Vivam para trabalhar e trabalhem até morrer
Luciano Hang, mais conhecido como Véio da Havan está novamente ameaçando tirar suas lojas de quinquilharias do Brasil. Como se diz por aí, duvideodó.
Primeiro que ninguém desmonta 190 lojas em curto espaço de tempo e em segundo, onde o Véio iria abrir lojas com o lucro obtém no Brasil? No Paraguai onde o Guarani custa 1 194,46 e a população local já dispõe de produtos de baixo custo importados da Ásia, ou na Argentina com a economia em recessão, onde mais de 24 mil empresas fecharam?
Isso não é ameaça. É balela.
Só em 2025, as lojas Havan registraram R$ 13,7 bilhões em receita líquida e R$ 3,5 bilhões em lucro líquido.
Vai abandonar esse quinhão? Vai nada!
Acostumado a dar ordens ao seu batalhão de “serviçais”, Hang já foi multado pela justiça do trabalho por não permitir que seus funcionários sentassem em horário de trabalho. Mesmo que não tivessem nada para fazer. Ele também demitiu um funcionário por este ter registrado um B.O contra um cliente que o agrediu físicamente. Isto é o bilionário que fez lobby para taxar as compras internacionais com valor inferior a U$ 50, a famosa taxa das blusinhas.

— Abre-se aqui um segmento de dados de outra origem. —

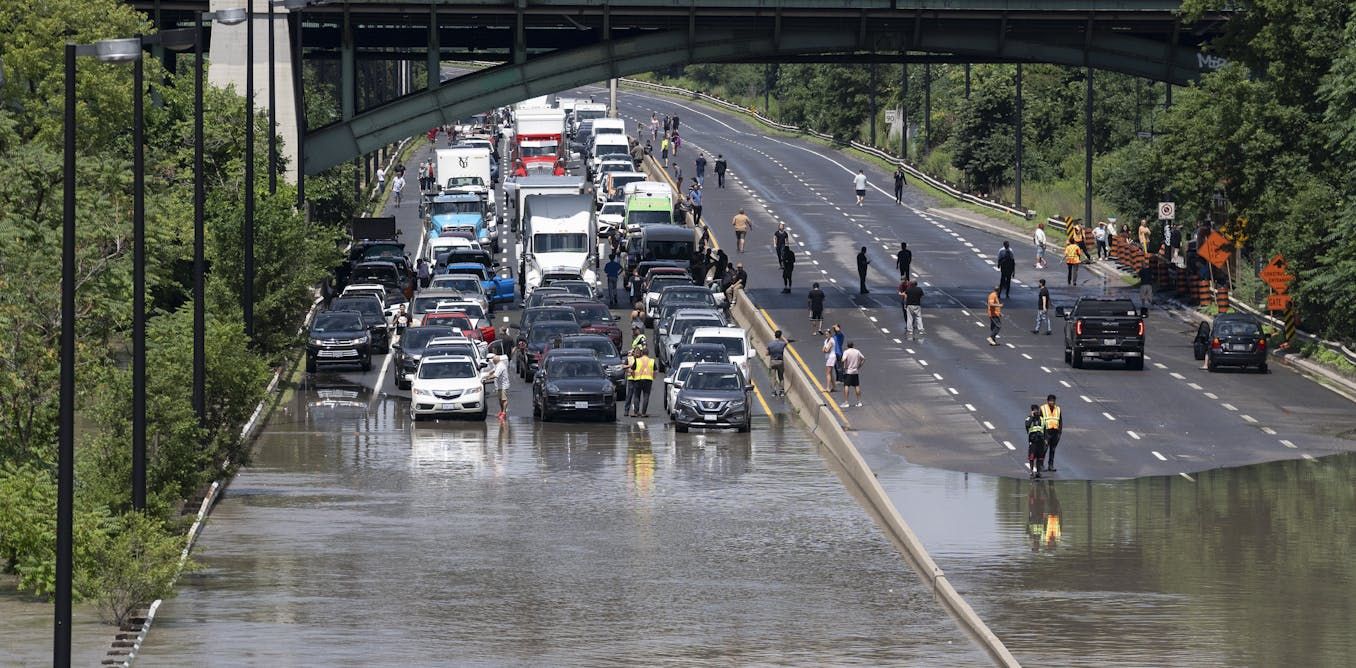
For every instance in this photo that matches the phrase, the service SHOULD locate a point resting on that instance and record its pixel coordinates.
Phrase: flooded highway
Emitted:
(357, 535)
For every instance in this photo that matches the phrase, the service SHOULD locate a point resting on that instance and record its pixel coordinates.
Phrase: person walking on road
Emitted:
(779, 240)
(816, 309)
(396, 186)
(863, 262)
(1039, 239)
(643, 374)
(913, 298)
(852, 361)
(613, 271)
(1054, 427)
(1006, 267)
(1035, 441)
(1042, 308)
(1073, 258)
(742, 225)
(777, 363)
(995, 316)
(905, 260)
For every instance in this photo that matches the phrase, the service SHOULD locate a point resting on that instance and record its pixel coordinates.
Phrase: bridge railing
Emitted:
(883, 155)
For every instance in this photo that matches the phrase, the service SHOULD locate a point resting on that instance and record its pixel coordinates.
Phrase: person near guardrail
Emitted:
(1042, 308)
(816, 309)
(1039, 239)
(1073, 258)
(863, 262)
(1006, 267)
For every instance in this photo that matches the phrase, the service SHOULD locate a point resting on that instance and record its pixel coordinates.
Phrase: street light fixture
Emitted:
(113, 50)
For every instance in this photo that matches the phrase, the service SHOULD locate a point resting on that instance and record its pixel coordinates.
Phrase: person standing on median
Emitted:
(816, 309)
(913, 298)
(1006, 267)
(1042, 308)
(905, 260)
(852, 361)
(742, 225)
(860, 184)
(1054, 427)
(995, 316)
(863, 262)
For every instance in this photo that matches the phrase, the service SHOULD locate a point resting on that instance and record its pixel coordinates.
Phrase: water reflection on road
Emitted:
(1241, 567)
(355, 538)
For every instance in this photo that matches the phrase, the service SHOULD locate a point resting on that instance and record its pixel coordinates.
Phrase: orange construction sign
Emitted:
(1214, 249)
(1276, 274)
(1278, 302)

Mesmo sentado sobre bilhões, Hang diz que a redução da jornada de trabalho aumentaria os custos da empresa entre 15% e 20%. Incorpora a Mãe Dinah e prevê uma “quebradeira” de pequenos e médios varejistas. Também ameaça jogar a conta nos preços: “Do couro sai a correia. Esses custos que vão ser colocados para a indústria, comércio e serviços serão repassados nos preços.” Ou seja: o velho discurso patronal de sempre. Quando se trata de cortar direitos, os empresários falam em “modernização”. Quando se trata de reduzir a jornada e contratar mais trabalhadores, anunciam o apocalipse.
Para os Hangs não é a vida de milhões de trabalhadores submetidos a jornadas exaustivas, sem tempo para descanso, lazer, estudo, convivência familiar ou participação política que constitui a verdadeira desgraça. A tragédia, para eles é que seus funcionários possam trabalhar menos sem redução salarial. É que mulheres tenham direito a folgar em alguns domingos. É que a classe trabalhadora deixe de viver apenas para bater ponto, vender, empacotar, atender e enriquecer patrões como ele.
A empresa dele tem ainda três aviões – incluindo um Global 6000, que custou R$ 250 milhões no câmbio de 2019 – e dois helicópteros.
“Luciano Hang, o velho da Havan, ostenta nas suas lojas a estátua da liberdade, mas deveria erguer a bandeira dos confederados, os escravocratas derrotados na guerra civil dos EUA que aboliu a escravidão. Em entrevista à Folha, o empresário criticou até a folga das mulheres aos domingos”, cita o Esquerda Diário.
O fim da escala 6×1 é uma reivindicação elementar diante da superexploração que marca a vida de milhões de trabalhadores no comércio, nos serviços, nos supermercados, nos shoppings, nos aplicativos e em tantos outros setores. Reduzir a jornada sem reduzir salários é uma medida mínima frente aos lucros bilionários de empresas como a Havan.
Sobre o Acre
Em 2017 ele abriu uma loja no Acre só para provar uma tese: “Se eu conseguisse levar uma carreta de produtos de Santa Catarina para o Acre e ainda assim rentabilizar essa loja, eu podia crescer em qualquer lugar”.